The 24-hour run was structured like a relay. Each participant set a goal for the number of miles they wanted to run. At least one member from both the girls and boys cross country team had to be running on the track for 24 hours straight. Each runner asked sponsors to donate money; local businesses also sponsored the runners.

“I don’t like selling candy. I have five children of my own and normally when they’re doing fundraisers, I end up buying most of the candy from them. We don’t want the teams to have to go out and sell food that, as runners, we wouldn’t eat ourselves because it’s unhealthy during the season,” said Forberg.

Cross country is not the only school activity facing dropping enrollment since the pay to participate fees were raised. Several other clubs and sports have been looking into fundraising ideas to benefit students who cannot afford to pay the fees. Chess team, for example, is especially concerned about their dropping enrollment. Though 21 students attended the team’s first meeting, sponsor David Monti worried that students not in the starting line-up for competitions would choose not to join the chess team.

“Last year, the first year of Pay to Participate, we had only ten kids regularly coming to chess, and those were the ten students that competed. By midseason, almost every kid that was not competing quit due to the Pay to Participate policy. Parents elected not to pay the $100 if their child was not competing,” said Monti in an email.

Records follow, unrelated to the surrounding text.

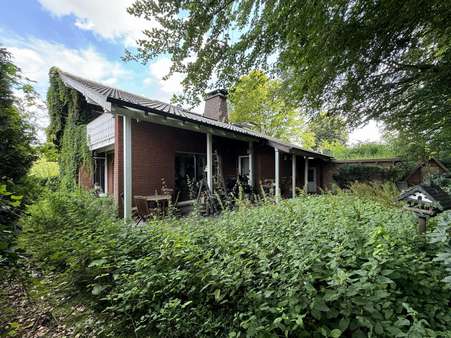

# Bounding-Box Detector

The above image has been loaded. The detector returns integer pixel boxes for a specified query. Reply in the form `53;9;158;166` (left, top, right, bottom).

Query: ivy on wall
47;67;93;190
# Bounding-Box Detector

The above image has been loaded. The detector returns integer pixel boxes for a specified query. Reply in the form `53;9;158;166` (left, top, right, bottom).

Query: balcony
86;113;114;150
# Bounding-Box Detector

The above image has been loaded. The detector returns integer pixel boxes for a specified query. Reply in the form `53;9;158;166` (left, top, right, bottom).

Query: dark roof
58;70;331;159
398;184;451;210
334;157;402;164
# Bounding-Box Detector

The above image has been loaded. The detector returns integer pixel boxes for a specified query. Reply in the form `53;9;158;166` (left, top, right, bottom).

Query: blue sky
0;0;378;142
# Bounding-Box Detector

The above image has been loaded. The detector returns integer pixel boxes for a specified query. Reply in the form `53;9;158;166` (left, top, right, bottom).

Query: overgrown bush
333;164;406;188
349;182;400;207
22;192;451;337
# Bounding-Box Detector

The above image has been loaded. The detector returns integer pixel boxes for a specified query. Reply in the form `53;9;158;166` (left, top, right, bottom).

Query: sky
0;0;381;143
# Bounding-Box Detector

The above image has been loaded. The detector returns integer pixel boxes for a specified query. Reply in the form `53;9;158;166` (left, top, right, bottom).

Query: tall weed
22;193;451;337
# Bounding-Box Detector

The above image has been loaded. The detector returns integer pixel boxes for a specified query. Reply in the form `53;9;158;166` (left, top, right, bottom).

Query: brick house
59;71;331;218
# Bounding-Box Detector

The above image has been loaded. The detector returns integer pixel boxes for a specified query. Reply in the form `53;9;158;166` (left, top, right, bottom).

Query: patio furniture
143;194;172;215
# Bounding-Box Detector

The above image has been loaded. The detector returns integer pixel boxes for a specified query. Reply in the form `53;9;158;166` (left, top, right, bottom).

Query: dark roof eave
107;97;264;139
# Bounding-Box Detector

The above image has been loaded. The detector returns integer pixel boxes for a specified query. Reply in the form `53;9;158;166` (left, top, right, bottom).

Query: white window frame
238;155;251;178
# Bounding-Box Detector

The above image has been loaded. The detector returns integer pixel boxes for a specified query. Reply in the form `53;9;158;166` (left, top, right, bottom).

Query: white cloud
39;0;156;46
5;38;129;89
149;58;184;98
3;36;131;141
143;57;205;114
349;120;383;144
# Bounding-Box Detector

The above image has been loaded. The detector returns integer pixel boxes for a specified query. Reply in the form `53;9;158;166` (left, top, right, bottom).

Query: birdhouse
398;184;451;233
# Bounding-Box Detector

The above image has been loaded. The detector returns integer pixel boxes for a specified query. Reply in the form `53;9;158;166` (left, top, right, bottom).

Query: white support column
207;133;213;191
274;148;280;199
249;141;254;187
291;154;296;198
122;115;132;220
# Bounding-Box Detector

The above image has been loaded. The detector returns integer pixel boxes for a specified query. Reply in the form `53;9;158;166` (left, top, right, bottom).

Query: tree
0;48;35;182
229;70;314;144
307;112;349;150
0;48;35;276
126;0;451;156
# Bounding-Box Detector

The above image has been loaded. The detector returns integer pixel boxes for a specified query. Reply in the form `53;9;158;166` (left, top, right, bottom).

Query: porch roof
58;70;331;159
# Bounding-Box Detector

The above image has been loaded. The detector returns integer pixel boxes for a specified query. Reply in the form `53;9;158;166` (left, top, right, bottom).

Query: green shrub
333;164;406;188
22;193;451;337
349;182;400;207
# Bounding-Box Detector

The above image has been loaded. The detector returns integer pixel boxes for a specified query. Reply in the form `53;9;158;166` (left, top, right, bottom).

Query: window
175;153;207;201
238;156;250;178
94;157;106;193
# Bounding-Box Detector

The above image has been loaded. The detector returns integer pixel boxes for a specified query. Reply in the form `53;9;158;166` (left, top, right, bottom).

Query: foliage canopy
229;70;309;146
126;0;451;156
0;48;35;181
47;67;92;189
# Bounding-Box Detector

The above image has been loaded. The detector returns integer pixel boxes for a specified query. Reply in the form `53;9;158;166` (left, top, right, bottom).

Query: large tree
229;70;312;147
307;112;349;150
0;48;35;182
127;0;451;155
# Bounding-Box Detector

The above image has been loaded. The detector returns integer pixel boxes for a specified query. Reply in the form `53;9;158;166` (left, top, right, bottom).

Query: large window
238;156;250;179
175;153;207;201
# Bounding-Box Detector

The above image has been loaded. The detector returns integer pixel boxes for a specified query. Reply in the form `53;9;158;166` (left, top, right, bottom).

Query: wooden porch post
207;133;213;191
249;141;254;187
291;154;296;198
122;115;132;220
274;148;280;199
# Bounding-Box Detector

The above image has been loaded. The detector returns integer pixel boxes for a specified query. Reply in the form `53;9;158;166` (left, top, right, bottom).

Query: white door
307;168;316;192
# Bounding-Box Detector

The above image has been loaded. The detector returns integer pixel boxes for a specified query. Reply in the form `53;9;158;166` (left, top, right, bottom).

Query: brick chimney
204;89;228;123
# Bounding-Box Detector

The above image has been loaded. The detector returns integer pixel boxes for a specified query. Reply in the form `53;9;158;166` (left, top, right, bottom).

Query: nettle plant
21;192;451;337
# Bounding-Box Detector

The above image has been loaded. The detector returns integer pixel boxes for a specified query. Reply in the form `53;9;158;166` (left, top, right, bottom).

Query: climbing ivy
47;67;93;190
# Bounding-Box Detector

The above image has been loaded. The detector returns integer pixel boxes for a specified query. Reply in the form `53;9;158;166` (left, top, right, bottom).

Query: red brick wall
112;116;332;212
213;136;249;178
107;152;114;195
132;121;207;195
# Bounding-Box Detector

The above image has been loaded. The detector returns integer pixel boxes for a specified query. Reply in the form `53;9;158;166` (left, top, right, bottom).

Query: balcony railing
86;113;114;150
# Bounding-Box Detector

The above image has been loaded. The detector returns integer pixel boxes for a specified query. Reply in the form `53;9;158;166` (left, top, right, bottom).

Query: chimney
204;89;228;123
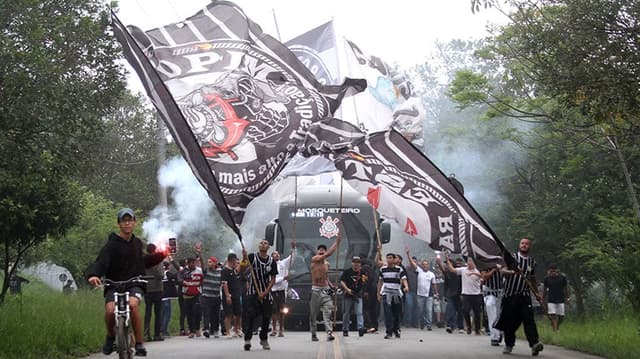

To encourage more students to get involved, Monti began looking into different fundraising ideas. For example, staff members and others in the community can sponsor chess players who are having financial difficulties.

Despite weather delays, the 24 hour challenge was ultimately successful. Many of the members met their goals. In addition to the financial benefit to the team, Forberg also saw the run as a way for the team to become closer and to get the community more involved.

“On our team goals, we always have create a community of runners, so that’s why not only can the runners participate, they can invite a friend to run with them, their parents can run with them, family members can run with them. So if we can get more people out to the track and everyone is doing this event, running together, it reinforces that running is an activity that you can do in high school or out of high school. It reinforces the idea of a community of runners,” said Forberg.